Despite its color on Google Maps, the Long Island Expressway is no yellow brick road, but a number of green projects in northeast Queens have contributed to New York City being compared with the Land of Oz.
The National Resources Defense Council recently gave the city a five-out-of-six rating on its Emerald City Scale, which measures how cities tackle water-pollution problems, urban stormwater runoff and sewage overflows with smarter and greener practices.
“New York City recognizes that green infrastructure — which stops rain where it falls — is the smartest way to reduce water pollution from storms,” said Karen Hobbs, NRDC senior policy analyst.
“It often only takes a fraction of an inch to trigger this kind of pollution. And the trend of extreme weather we’ve seen this year — including a hurricane — drives home the need for these smarter solutions to New York’s water woes,” she said.
In general, the “Rooftops to Rivers II” report gives the city high marks for developing and funding its Green Infrastructure Plan — released in September 2010 — which requires the reduction of impervious surfaces and offers incentives for private parties to contribute toward the goal of sustaining clean waterways.
Specifically, the report cites the city Department of Environmental Protection’s new Bluebelt locations in Queens and its distribution of rain barrels in the borough as contributing toward that goal.
“We agree with NRDC’s assessment that New York City is at the forefront of green investments, and future projects in Queens will be a major part of it,” said DEP spokesman Farrell Sklerov. “Our groundbreaking green infrastructure plan will dramatically improve the city’s waterways, a key goal of PlaNYC — the mayor’s long-term vision for a greener, greater New York.”
The Bluebelt program — first implemented on Staten Island — combines conventional storm sewers and natural wetlands and streams to manage stormwater.
This past July, the city Department of Environmental Protection announced the completion of a $2.5 million improvement to Oakland Lake Park, the first project under the Bluebelt program in Queens.

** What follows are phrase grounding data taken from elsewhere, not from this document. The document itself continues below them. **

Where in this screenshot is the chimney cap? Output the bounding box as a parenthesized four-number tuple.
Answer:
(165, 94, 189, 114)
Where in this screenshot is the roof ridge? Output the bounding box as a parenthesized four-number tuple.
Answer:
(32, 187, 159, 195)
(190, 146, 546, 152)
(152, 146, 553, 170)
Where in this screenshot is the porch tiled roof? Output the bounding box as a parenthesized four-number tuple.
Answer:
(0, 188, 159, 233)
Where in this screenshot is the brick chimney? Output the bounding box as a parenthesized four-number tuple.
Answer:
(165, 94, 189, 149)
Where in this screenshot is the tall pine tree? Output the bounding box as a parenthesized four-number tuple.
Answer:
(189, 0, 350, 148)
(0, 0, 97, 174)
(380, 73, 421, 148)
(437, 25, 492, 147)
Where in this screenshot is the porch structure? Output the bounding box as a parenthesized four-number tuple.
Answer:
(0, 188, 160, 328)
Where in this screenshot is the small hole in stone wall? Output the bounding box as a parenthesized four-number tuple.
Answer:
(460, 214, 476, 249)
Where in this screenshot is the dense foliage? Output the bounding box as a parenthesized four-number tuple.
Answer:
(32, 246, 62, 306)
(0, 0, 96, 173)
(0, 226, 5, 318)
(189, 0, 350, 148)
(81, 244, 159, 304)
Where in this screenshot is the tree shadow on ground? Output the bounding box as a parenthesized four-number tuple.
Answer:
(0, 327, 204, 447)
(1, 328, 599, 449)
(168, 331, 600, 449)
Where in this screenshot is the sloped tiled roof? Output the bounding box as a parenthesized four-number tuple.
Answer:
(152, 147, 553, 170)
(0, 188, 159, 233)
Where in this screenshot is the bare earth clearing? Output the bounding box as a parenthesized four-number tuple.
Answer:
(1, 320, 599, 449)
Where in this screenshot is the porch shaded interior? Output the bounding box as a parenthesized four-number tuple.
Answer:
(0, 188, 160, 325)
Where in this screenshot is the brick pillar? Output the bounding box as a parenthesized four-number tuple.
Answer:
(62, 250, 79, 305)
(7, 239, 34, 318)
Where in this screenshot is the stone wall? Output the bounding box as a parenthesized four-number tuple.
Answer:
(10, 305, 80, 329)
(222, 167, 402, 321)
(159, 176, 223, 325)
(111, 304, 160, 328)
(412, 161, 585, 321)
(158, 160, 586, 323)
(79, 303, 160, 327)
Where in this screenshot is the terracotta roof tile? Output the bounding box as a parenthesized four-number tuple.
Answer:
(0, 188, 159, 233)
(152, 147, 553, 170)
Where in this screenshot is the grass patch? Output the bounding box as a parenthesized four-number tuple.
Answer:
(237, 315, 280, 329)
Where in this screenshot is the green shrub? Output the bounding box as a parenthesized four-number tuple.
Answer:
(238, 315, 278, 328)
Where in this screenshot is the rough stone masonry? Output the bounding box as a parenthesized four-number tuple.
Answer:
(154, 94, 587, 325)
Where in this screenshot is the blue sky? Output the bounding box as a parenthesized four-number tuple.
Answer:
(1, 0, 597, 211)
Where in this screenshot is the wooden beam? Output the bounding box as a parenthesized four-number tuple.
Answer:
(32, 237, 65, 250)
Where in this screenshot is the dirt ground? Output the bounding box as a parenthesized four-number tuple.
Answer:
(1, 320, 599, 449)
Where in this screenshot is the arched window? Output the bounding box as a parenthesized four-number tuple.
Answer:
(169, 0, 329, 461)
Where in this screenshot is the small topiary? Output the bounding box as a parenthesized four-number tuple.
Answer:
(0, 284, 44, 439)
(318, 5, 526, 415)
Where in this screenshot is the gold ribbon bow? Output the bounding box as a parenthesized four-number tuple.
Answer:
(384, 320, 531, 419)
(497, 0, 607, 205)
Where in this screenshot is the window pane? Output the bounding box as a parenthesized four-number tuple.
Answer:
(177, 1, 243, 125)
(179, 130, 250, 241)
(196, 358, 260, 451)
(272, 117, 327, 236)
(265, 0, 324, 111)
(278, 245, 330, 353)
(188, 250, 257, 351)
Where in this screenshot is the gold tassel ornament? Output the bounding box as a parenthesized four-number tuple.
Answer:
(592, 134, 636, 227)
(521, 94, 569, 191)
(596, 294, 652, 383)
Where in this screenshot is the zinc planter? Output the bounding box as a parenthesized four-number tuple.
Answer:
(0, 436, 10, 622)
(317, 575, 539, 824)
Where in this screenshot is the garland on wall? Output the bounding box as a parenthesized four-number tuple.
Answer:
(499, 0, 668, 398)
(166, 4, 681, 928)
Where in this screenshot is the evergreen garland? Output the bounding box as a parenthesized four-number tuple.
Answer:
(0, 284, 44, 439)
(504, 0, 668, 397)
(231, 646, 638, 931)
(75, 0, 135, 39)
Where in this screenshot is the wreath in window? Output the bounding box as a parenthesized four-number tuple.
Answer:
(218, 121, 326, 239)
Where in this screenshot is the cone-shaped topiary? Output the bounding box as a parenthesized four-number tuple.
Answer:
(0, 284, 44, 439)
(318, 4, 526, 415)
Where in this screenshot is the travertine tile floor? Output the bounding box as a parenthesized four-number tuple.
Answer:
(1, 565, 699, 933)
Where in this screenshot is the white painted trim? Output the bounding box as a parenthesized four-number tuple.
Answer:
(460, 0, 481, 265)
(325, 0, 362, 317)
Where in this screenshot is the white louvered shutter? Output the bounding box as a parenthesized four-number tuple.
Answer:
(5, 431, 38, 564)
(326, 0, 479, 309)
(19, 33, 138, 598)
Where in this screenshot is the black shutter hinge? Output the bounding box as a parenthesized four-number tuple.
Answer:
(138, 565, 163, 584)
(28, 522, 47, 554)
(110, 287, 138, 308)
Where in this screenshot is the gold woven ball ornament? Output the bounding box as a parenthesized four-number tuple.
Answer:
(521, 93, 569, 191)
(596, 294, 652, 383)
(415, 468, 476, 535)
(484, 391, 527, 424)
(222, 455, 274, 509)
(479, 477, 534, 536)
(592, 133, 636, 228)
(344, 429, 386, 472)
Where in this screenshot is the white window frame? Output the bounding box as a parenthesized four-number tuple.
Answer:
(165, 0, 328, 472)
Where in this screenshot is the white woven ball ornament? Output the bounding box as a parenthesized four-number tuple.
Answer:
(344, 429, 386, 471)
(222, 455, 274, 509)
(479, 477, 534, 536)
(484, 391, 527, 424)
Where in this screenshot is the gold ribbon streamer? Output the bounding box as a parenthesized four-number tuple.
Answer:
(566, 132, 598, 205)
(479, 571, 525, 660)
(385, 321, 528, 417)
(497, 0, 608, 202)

The park includes a rain garden that allows water to infiltrate and be filtered by the ground, the storm sewers and new plantings. The park’s drainage system feeds into the DEP’s Alley Creek Combined Sewer Overflow facility, completed in May, which reduces the amount of polluted run-off discharged into Alley Creek and Little Neck Bay.
Sklerov said Queens’ main Bluebelt project, near Springfield Lake, will improve Jamaica Bay water quality and benefit the community’s open space.
Since 2008 the DEP has given away 2,000 rain barrels, the largest concentration of which in the borough can be found from Bellerose down through Laurelton.
The rain barrels connect directly to a building’s existing downspout to collect water for watering lawns and gardens, which often account for up to 40 percent of a household’s summer water consumption in areas with single-family homes.
“The city has strongly embraced green infrastructure to manage runoff in public spaces, recognizing that these techniques are the most effective way to reduce sewage overflows,” said Larry Levine, a senior attorney in the Water Program at NRDC.
“Stopping runoff with green infrastructure on private property is a crucial part in solving the city’s stormwater problems and improving the health of our communities,” he said. “The city should adopt the same approach when setting standards for private development.”